Re: [PATCH v8 04/12] arm64: mm: Pin down ASIDs for sharing mm with devices

Jean-Philippe Brucker <jean-philippe@xxxxxxxxxx> · Thu, 16 Jul 2020 17:44:19 +0200

Hi,

Thanks for reviewing, I think these 3 or 4 patches are the trickiest in
the whole SVA series

On Mon, Jul 13, 2020 at 04:46:23PM +0100, Will Deacon wrote:
> On Thu, Jun 18, 2020 at 05:51:17PM +0200, Jean-Philippe Brucker wrote:
> > diff --git a/arch/arm64/include/asm/mmu.h b/arch/arm64/include/asm/mmu.h
> > index 68140fdd89d6b..bbdd291e31d59 100644
> > --- a/arch/arm64/include/asm/mmu.h
> > +++ b/arch/arm64/include/asm/mmu.h
> > @@ -19,6 +19,7 @@
> >  
> >  typedef struct {
> >  	atomic64_t	id;
> > +	unsigned long	pinned;
> 
> bool?

It's a refcount. I'll change it to refcount_t because it looks nicer
overall, even though it doesn't need to be atomic.

> >  static void set_kpti_asid_bits(void)
> >  {
> > +	unsigned int k;
> > +	u8 *dst = (u8 *)asid_map;
> > +	u8 *src = (u8 *)pinned_asid_map;
> >  	unsigned int len = BITS_TO_LONGS(NUM_USER_ASIDS) * sizeof(unsigned long);
> >  	/*
> >  	 * In case of KPTI kernel/user ASIDs are allocated in
> > @@ -81,7 +88,8 @@ static void set_kpti_asid_bits(void)
> >  	 * is set, then the ASID will map only userspace. Thus
> >  	 * mark even as reserved for kernel.
> >  	 */
> > -	memset(asid_map, 0xaa, len);
> > +	for (k = 0; k < len; k++)
> > +		dst[k] = src[k] | 0xaa;
> 
> Can you use __bitmap_replace() here? I think it would be clearer to use the
> bitmap API wherever possible, since casting 'unsigned long *' to 'u8 *'
> just makes me worry about endianness issues (although in this case I don't
> hink it's a problem).

I can do better actually: initialize pinned_asid_map with the kernel ASID
bits at boot and just copy the bitmap on rollover.

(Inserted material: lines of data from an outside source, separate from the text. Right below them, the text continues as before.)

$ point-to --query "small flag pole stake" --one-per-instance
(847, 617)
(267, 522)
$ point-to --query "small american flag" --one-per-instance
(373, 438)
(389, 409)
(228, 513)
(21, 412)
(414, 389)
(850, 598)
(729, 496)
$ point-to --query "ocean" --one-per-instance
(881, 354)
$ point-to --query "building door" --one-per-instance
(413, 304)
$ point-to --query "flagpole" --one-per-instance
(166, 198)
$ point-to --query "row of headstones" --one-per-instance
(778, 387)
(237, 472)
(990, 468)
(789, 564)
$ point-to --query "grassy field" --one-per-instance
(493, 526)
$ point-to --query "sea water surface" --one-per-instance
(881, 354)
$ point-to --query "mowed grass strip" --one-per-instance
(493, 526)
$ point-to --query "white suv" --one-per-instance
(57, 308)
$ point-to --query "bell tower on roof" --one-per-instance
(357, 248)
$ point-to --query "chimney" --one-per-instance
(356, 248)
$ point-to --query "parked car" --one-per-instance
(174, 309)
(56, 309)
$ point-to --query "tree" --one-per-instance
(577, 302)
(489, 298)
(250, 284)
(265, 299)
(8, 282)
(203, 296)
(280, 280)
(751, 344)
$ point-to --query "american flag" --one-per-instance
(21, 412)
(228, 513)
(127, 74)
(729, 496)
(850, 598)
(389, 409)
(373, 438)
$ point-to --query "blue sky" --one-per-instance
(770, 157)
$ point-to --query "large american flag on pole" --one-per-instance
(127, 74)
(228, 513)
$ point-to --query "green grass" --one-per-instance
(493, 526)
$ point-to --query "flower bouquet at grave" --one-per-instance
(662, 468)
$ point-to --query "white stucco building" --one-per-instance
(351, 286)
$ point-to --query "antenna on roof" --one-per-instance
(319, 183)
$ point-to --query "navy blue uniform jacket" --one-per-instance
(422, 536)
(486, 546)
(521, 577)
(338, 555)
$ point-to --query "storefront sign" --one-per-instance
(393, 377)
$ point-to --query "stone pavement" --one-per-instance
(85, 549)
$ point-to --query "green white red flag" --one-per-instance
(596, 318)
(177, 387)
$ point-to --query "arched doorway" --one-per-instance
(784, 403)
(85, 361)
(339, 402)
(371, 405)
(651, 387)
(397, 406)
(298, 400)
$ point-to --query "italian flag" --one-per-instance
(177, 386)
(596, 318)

> > +unsigned long mm_context_get(struct mm_struct *mm)
> > +{
> > +	unsigned long flags;
> > +	u64 asid;
> > +
> > +	raw_spin_lock_irqsave(&cpu_asid_lock, flags);
> > +
> > +	asid = atomic64_read(&mm->context.id);
> > +
> > +	if (mm->context.pinned) {
> > +		mm->context.pinned++;
> > +		asid &= ~ASID_MASK;
> > +		goto out_unlock;
> > +	}
> > +
> > +	if (nr_pinned_asids >= max_pinned_asids) {
> > +		asid = 0;
> > +		goto out_unlock;
> > +	}
> > +
> > +	if (!asid_gen_match(asid)) {
> > +		/*
> > +		 * We went through one or more rollover since that ASID was
> > +		 * used. Ensure that it is still valid, or generate a new one.
> > +		 */
> > +		asid = new_context(mm);
> > +		atomic64_set(&mm->context.id, asid);
> > +	}
> > +
> > +	asid &= ~ASID_MASK;
> > +
> > +	nr_pinned_asids++;
> > +	__set_bit(asid2idx(asid), pinned_asid_map);
> > +	mm->context.pinned++;
> > +
> > +out_unlock:
> > +	raw_spin_unlock_irqrestore(&cpu_asid_lock, flags);
> 
> Maybe stick the & ~ASID_MASK here so it's easier to read?
> 
> > +	/* Set the equivalent of USER_ASID_BIT */
> > +	if (asid && IS_ENABLED(CONFIG_UNMAP_KERNEL_AT_EL0))
> > +		asid |= 1;
> > +
> > +	return asid;
> > +}
> > +EXPORT_SYMBOL_GPL(mm_context_get);
> 
> That's quite a generic symbol name to export... maybe throw 'arm64_' in
> front of it?
> 
> > +
> > +void mm_context_put(struct mm_struct *mm)
> > +{
> > +	unsigned long flags;
> > +	u64 asid = atomic64_read(&mm->context.id) & ~ASID_MASK;
> 
> I don't think you need the masking here.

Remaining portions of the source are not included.